Avec Momo, Naharin semble donc chercher à se réinventer, et il prend à contrepied tout spectateur qui s’attendrait à retrouver son langage habituel, à savoir l’agitation permanente de corps gagaïsés par un énorme shaker squelettique. Si entre le quatuor et le septuor l’émulsion va se créer au cours de la pièce, il faut d’abord parler du début de Momo et du contraste saisissant entre les sept créatures instables, visiblement en quête d’elles-mêmes, et ces hommes au torse nu, magnifiés par la douceur et l’intemporalité de leurs gestes primordiaux, comme suspendus dans un immense silence. Et ce silence, ils savent l’habiter comme ils semblent même le créer, entrant dans l’espace pour l’arpenter en unisson, sans début ni fin, telles une incarnation de l’éternité. Chacun de leurs gestes est d’une intensité à couper le souffle. Avec eux, Naharin avance sur les chemins des chorégraphes-philosophes orientaux, du Japonais Ushio Amagatsu (Sankai Juku) au Taïwanais Lin Hwai-min (Cloud Gate dance Theatre). Il leur emprunte un état, mais pas le chemin. Car petit à petit, la violence de l’existence va innerver les gestes et faire pousser quelques cris déchirants aux quatre pèlerins, vêtus de pantalons très terre à terre, voire armée de terre. 

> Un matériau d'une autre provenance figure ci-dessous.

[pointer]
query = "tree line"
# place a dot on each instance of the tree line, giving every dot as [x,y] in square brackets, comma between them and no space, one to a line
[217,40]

Quid alors de la constellation des sept incongrus, dont cet homme en tutu au visage de Pierrot ou cette femme gagaïste au corps disloqué ? Après un passage en studio de danse pour un cours de ballet à la barre et des suspensions facétieuses, l’élévation est au rendez-vous. En fond de scène, tous semblent s’envoler en grimpant sur un mur à escalade lequel, telle une machine à illusions car sombre et jamais éclairé, garde tout son mystère. Le quatuor de Naharin peut s’y suspendre, quasiment en position lotus, et le septuor va y trouver la sérénité tant convoitée pour finalement s’en aller dans les airs, comme pour rejoindre l’éternité. Mais tous, à onze donc, se présentent aussi face public en bord de scène, et leurs présences irradient avec une intensité inouïe. La force de Momo tient aussi en cette individualité qui finit par faire communauté. On connaissait Naharin – aka Mr Gaga – comme grand libérateur du corps, le voici en mission pour déloger le temps de la danse occidentale comme Cunningham l’arracha à sa dépendance musicale. Voilà donc un autre Naharin. Avec Momo, il semble avoir trouvé une paix intérieure qui nous promet, à l’avenir, encore de belles surprises et découvertes. Naharin se réinvente, et c’est passionnant. 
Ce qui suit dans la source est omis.